Eigentlich sollte das Thema nicht-öffentlich beraten werden, aber dann hob Bürgermeister Andreas Stegemann das Thema einen Tag vor der Ratssitzung kurzfristig auf die öffentliche Tagesordnung.

Die SPD hatte daraufhin beantragt, das Thema ganz zu streichen und die Entscheidung zu vertagen. Als Grund gab Fraktionsvorsitzende Beate Pliete an, die Zeit der Einarbeitung in das Thema sei zu kurz gewesen, außerdem müsse die Stadtgesellschaft vorab an der Diskussion beteiligt werden. Die SPD-Fraktion schlug deshalb eine Sondersitzung des Rates nach den Herbstferien vor.

Entscheidung nicht einstimmig

Doch dieser Antrag wurde mit Mehrheit abgelehnt. Die Grünen enthielten sich. Auch sie waren für eine Sondersitzung, wollten aber den Tagesordnungspunkt nicht fallen lassen. Bürgermeister Stegemann appellierte dringend an den Rat: „Wir müssen angesichts weiterer Flüchtlings-Zuweisungen Verantwortung übernehmen, der Handlungsdruck spricht gegen eine Vertagung.“

So fiel am Abend im Rathaus eine mehrheitliche Entscheidung für den Lippspieker. Hier kann das Land eine Zentrale Unterbringungs-Einrichtung für Geflüchtete bauen. Die SPD stimmte dagegen, außerdem auch Frank Schürmann (CDU), weil er dort seinen Wahlkreis hat und für die Anwohner spreche. „Wir sind mit unserem Antrag gescheitert. Als gute Demokraten werden wir nun die Entwicklungen kritisch begleiten“, sagte Fraktionschefin Beate Pliete später in der Pressekonferenz.

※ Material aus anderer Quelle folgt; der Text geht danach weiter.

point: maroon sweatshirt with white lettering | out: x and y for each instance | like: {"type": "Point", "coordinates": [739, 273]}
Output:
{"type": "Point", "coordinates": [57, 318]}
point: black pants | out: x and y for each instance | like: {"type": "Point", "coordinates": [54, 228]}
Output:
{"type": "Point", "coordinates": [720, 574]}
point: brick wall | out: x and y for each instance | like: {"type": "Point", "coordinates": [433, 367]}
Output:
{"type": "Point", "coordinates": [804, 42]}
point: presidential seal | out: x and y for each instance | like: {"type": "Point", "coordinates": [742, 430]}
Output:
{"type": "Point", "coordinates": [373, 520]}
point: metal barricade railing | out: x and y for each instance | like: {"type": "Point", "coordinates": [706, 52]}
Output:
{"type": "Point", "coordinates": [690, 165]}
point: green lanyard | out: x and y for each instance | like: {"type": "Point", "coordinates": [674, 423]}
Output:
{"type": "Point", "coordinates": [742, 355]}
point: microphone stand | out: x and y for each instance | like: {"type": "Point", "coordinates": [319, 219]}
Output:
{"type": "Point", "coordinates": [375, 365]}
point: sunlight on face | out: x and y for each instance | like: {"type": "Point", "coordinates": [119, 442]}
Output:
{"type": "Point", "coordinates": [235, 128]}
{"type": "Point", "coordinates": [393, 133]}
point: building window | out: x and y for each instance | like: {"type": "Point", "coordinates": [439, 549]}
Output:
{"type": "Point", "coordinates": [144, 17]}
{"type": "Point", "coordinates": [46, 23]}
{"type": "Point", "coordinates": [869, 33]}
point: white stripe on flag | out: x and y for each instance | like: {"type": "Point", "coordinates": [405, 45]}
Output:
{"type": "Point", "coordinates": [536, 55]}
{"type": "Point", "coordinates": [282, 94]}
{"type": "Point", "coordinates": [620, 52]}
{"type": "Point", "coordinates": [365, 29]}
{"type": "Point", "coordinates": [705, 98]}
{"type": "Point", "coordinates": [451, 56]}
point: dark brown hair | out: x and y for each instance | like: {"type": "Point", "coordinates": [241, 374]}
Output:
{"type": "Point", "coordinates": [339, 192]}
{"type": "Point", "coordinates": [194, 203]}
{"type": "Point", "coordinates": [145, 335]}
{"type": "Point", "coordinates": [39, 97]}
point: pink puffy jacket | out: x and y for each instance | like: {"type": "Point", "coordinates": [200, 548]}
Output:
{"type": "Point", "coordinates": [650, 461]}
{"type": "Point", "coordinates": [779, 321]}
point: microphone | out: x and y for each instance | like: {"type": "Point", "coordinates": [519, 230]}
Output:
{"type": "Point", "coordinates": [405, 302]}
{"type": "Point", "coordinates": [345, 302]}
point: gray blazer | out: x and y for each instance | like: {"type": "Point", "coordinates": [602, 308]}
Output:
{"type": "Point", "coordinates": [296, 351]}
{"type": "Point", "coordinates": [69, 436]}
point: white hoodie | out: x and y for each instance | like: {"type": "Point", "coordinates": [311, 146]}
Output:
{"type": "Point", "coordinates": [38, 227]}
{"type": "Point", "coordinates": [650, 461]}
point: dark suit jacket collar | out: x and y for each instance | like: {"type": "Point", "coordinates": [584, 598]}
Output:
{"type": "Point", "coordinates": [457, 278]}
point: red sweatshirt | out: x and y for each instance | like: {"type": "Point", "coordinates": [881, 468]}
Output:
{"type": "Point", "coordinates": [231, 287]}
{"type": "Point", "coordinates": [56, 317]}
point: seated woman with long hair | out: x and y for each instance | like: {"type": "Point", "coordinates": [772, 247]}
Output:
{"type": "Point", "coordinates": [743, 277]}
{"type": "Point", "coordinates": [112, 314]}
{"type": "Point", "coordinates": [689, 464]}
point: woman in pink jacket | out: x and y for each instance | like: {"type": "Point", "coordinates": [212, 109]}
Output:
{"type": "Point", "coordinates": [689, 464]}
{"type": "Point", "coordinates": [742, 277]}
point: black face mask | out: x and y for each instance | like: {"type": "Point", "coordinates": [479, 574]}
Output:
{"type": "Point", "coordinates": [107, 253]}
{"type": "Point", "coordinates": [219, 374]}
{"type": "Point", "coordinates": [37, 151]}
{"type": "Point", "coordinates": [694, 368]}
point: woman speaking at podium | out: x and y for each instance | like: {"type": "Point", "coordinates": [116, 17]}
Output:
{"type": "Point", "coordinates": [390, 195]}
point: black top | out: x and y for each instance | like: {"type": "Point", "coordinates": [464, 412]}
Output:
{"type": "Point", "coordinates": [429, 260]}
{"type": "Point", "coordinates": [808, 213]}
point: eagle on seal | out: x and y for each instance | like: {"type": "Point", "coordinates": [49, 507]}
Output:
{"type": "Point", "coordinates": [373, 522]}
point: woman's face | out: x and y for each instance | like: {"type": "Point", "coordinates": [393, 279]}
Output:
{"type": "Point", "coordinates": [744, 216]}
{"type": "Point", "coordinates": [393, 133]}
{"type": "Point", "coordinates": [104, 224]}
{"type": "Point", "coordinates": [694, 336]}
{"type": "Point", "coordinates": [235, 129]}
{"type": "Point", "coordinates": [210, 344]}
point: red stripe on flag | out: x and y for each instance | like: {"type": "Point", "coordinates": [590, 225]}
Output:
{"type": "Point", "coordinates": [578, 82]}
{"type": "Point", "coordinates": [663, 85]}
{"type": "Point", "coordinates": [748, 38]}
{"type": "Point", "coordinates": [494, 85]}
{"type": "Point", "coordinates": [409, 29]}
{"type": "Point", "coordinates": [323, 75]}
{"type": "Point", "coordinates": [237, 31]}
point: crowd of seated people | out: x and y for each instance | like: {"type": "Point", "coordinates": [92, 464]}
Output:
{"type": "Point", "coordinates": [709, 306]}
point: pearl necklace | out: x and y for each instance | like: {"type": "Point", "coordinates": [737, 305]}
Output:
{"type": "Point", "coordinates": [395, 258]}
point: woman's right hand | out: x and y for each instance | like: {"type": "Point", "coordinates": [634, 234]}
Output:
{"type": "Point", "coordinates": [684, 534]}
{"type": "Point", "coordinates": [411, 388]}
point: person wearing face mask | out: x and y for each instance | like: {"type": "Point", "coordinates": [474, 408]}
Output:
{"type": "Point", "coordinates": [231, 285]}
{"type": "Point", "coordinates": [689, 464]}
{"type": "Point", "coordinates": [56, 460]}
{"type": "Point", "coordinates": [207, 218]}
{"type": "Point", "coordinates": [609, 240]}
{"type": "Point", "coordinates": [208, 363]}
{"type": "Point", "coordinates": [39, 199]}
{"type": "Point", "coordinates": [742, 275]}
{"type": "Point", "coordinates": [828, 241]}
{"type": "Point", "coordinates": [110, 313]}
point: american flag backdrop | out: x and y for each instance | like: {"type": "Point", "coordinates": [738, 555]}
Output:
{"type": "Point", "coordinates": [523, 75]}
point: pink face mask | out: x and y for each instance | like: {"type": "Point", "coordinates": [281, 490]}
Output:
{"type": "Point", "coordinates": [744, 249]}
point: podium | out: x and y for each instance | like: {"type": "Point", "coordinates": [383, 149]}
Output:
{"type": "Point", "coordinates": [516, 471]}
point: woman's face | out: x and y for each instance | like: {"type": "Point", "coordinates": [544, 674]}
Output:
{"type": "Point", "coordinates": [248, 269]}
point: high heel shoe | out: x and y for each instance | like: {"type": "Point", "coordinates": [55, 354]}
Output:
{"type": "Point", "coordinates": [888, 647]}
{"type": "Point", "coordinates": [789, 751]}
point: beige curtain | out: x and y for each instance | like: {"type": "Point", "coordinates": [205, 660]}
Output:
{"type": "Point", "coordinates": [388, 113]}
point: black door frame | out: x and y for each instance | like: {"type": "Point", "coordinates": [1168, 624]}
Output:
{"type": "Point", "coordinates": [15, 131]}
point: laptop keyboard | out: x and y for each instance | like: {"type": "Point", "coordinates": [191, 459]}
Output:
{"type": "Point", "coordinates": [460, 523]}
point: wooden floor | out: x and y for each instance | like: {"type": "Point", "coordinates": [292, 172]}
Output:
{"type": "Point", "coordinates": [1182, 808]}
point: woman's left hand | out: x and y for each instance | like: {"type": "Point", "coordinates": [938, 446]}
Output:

Die Überlegungen der Stadtspitze seien der aktuellen Entwicklung geschuldet, führte Bürgermeister Stegemann aus. Die Aufnahmeverpflichtung erhöhe sich kontinuierlich, schon jetzt liegt das Aufnahmedefizit bei 358. Wöchentlich kommen bis zu 10 Personen im Wege der Zuweisung nach Haltern.

Abstimmung des Rates
Der Rat der Stadt Haltern stimmte mehrheitlich für den Bau einer Zentralen Unterbringungs-Einrichtung (ZUE) auf dem Lippspieker. © Elisabeth Schrief

Laut Stegemann steht die Stadt vor der Entscheidung: Baut sie selbst für rund sechs Millionen Euro mindestens vier neue Flüchtlingsunterkünfte, bringt sie die Geflüchteten damit dauerhaft in Haltern unter und kümmert sich auf eigene Kosten inklusive Kita- und Schulplätze um eine Integration in die Stadtgesellschaft oder bietet sie sich dem Land als Standort für eine ZUE an?

Verhandlungen beginnen

Zwischenzeitlich fanden Ortsbegehungen mit Vertretern der Bezirksregierung am Lippspieker statt. Diese hätten ergeben, so Bürgermeister Andreas Stegemann, dass dieser Standort für eine Landeseinrichtung in Betracht kommt. Die Verwaltung wird nun die Verhandlungen aufnehmen. Sie will das Grundstück schlüsselfertig übergeben.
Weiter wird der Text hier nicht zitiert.